Unlike the severe and massive ischemic insults in the spinal cord, the remarkable histopathology observed in the brain was due to neuronal cell death as evaluated by the TUNEL assay. Neuronal apoptosis was observed in both the dentate gyrus of the hippocampus and granular layers of the cerebellum at the onset of neurological symptoms, thereafter, significantly increased at a later stage several days after onset in more cell subsets, such as the pyramidal neurons in the hippocampus, neurons in other regions, and glial cells in the white matter as well as in vascular endothelial cells in the cerebral parenchyma. Toxin binding was detected in ependymal cells and the myelin sheath as well as the endothelial cells in brain lesions of the rabbit injected with Stx2 [7], but not in the neurons [4, 7]. Neuronal changes in a baboon exposed to a high level of Stx1 [35] and in a rabbit treated with Stx2 [36] were microscopically demonstrated. Further, Stx2 administered into the cerebroventricular space was detected in astrocyte and neuronal fibers in the rat corpus striatum, resulting in their ultrastructural alterations [37]. However, the mechanism by which toxin binding leads to neuronal damages has not been elucidated. Besides the brain endothelial cells, GB3/CD77 expression was not detected in either neurons or glial cells by the IFA. This suggests that Stxs might not directly exhibit essential cytotoxic action, i.e., protein synthesis inhibition, against neuronal cells. Accordingly, neuronal degeneration following Stx2 administration is very likely caused by indirect effects, rather than by direct cytotoxicity of the toxin against neuronal cells.

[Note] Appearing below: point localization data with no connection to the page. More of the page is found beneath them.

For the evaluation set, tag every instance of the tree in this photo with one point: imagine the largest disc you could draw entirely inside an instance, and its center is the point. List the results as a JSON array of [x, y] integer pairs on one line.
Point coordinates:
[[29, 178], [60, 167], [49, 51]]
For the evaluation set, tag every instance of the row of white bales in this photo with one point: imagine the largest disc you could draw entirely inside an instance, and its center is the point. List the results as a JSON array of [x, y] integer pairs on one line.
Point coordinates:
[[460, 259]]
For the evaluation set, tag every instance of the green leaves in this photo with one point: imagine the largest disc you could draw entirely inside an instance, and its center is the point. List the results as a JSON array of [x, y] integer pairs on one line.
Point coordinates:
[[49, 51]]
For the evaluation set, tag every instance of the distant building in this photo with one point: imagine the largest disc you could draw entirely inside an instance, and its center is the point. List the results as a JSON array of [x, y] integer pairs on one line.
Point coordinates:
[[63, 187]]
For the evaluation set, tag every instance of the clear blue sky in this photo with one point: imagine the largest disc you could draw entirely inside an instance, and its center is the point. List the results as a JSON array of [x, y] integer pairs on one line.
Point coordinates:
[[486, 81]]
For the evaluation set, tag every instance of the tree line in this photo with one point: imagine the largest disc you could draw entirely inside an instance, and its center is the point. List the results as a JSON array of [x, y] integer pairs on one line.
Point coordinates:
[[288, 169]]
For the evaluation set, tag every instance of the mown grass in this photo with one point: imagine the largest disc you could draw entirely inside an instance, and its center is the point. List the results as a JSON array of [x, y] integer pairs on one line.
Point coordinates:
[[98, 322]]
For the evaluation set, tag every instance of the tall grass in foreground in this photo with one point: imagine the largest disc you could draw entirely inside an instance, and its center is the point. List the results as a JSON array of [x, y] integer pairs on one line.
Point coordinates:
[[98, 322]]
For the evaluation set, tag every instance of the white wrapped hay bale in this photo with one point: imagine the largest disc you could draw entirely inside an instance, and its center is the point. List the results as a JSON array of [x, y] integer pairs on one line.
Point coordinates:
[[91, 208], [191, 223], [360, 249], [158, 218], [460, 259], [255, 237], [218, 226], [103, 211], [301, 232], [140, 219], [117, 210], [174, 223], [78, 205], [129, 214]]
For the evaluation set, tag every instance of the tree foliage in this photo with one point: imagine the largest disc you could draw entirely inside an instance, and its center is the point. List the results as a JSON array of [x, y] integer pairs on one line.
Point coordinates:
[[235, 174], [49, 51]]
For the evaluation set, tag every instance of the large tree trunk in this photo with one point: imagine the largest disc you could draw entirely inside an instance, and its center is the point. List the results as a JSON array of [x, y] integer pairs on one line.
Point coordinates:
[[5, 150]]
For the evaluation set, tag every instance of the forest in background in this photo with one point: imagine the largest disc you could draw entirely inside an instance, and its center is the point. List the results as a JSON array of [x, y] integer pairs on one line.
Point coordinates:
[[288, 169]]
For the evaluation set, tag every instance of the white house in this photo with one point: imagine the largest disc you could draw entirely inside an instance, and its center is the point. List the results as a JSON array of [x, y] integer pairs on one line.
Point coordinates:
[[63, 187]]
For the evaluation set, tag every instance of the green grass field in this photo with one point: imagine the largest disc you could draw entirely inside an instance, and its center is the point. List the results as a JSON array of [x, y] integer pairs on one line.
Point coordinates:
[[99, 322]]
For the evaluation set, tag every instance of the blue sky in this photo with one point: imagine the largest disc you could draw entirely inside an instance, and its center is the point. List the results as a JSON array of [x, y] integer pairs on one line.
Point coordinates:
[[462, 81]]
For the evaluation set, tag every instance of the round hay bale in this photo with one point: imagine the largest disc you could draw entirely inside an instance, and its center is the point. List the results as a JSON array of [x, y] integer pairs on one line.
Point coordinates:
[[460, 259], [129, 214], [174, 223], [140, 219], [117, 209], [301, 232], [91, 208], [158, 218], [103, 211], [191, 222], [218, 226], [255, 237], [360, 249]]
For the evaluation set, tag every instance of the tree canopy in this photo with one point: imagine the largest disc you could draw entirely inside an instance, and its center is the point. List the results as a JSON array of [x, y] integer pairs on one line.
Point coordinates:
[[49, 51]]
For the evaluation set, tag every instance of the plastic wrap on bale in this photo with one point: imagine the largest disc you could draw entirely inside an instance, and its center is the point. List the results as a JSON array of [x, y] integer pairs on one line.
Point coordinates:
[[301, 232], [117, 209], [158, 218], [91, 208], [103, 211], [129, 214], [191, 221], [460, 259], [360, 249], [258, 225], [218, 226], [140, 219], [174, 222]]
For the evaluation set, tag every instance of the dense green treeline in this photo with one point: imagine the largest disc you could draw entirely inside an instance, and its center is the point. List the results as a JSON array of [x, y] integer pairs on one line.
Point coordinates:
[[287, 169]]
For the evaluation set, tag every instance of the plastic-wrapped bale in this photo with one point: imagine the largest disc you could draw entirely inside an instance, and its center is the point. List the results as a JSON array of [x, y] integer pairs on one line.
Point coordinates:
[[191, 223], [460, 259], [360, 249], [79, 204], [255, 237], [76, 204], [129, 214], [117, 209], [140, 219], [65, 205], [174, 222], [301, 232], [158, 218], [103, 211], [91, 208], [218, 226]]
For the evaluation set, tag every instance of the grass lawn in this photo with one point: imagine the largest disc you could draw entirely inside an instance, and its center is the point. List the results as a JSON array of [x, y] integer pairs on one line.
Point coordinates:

In the current study, immunoreactivity and morphological changes of microglia were increased as early as 12 h after Stx2 injection and TNF-α transcripts were markedly increased in the brain before onset of neurological symptoms. Most pathological changes in the CNS are accompanied by an involvement of glial cells, particularly microglia, which are activated at an early stage and change their morphology rapidly in response to even minor pathological conditions in the CNS [15, 38]. We previously observed widespread activation of microglia in the brain parenchyma in acute fatal measles cases in which only endothelial cells of small vessels were infected with the measles virus [39]. This suggests that endothelial injury by Stx2 can also evoke microglial activation. Endogenous thrombin generated by vascular damage might contribute to activation of microglia [40]. Activated microglia, by inhibiting both the basal formation of new neurons and increased neurogenesis in response to brain insults, may contribute to the neurodegenerative processes [41]. Furthermore, activated microglia are known to produce pro-inflammatory cytokines, such as TNF-α and IL-1β [15, 23, 38, 40], which are observed long before significant neuronal death at the early phases of neuroinflammatory events [16]. TNF-α is shown to induce neurodegeneration directly, through signaling death pathway of TNF-α/p55 TNF receptor-1 in neurons [24, 42] and oligodendrocytes [25] or through inducing activation of caspase-3 in a mixed neuro-glial culture system [43], furthermore, indirectly, through inhibiting receptor signaling for neuronal survival via the protective peptide insulin-like growth factor I [44] or through inducing microglial glutamate release in an autocrine manner [45]. Collectively, our observations that inflammatory responses, such as microglial activation and TNF-α overexpression, occurred in the brain of the rabbits at an early stage suggest that neuronal apoptosis and degeneration is probably triggered by neuroinflammation that is induced in response to primary endothelial injury by Stx2. The synergistic effects of TNF-α and IL-1β, however, have been demonstrated in human fetal brain cell cultures [42], thus suggesting that IL-1β, which showed a small increase in our animal model, might also participate in the neurodegenerative processes.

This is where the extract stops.